Indicator C.3.3. Anticipate and Attend to Students’ Mathematical Dispositions

Indicator C.3.3. Anticipate and Attend to Students’ Mathematical Dispositions

Indicator C.3.3. Anticipate and Attend to Students’ Mathematical Dispositions

Well-prepared beginning teachers of mathematics know key facets of students’ mathematical dispositions and are sensitized to the ways in which dispositions may affect students’ engagement in mathematics.

 

The ability to engage in mathematics must be coupled with an inclination to see such engagement as worthwhile. Teachers need to know if a student has the disposition “to see sense in mathematics, to perceive it as both useful and worthwhile, to believe that steady effort in learning mathematics pays off, and to see oneself as an effective learner and doer of mathematics” (NRC, 2001a, p. 131).
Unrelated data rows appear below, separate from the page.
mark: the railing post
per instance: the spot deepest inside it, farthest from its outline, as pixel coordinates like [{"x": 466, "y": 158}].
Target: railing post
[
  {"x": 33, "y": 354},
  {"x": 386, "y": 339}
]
Well-prepared beginners know about these facets of disposition and how to gather information about them from their students. This knowledge reaches beyond determining whether students like mathematics and beyond being able to answer students’ “When are we going to use this?” questions. Well-prepared beginning teachers recognize that students may attribute mathematical proficiency to innate ability or to the application of effort. They know that these dispositions, although strong at times, are not fixed. They also know the ways in which teachers and schools can inadvertently perpetuate unproductive dispositions. With this knowledge, beginners are prepared to teach in ways that move the student more toward attributing mathematical learning to effort and to extending the meaning and usefulness of mathematics in their students’ lives. Finally, well-prepared beginners recognize that disposition is a key area for involving families—in challenging the notion that mathematics is inherited and providing strategies to help their own children develop positive mathematical dispositions.

Well-prepared beginners have ways of learning about, and fostering, the mathematical dispositions of students to include confidence, flexibility, perseverance, curiosity, self-monitoring, and appreciation of mathematics. They recognize the effects of their own language, tone, and expectations in influencing dispositions and mathematical self-images of their students. More than just focusing on the kinds of mindsets that students develop in the mathematics classroom, well-prepared beginners realize that perseverance can be supported when students think that a problem is meaningful. Even though they are well prepared, beginning teachers will not initially know the kinds of variations that exist in students’ dispositions. They will not initially have many ways to integrate attention to mathematical dispositions into what often appears to be a school curriculum filled to capacity. With experience, they will develop abilities to refine their approaches to learning about dispositions of the students they teach—such as tailoring their practices to learn about very young students, students with special needs, and students with cultural backgrounds that differ from their own. Well-prepared beginners recognize that such pressures like high-stakes assessment can decrease students’ appreciation and confidence and try to minimize such pressures on students.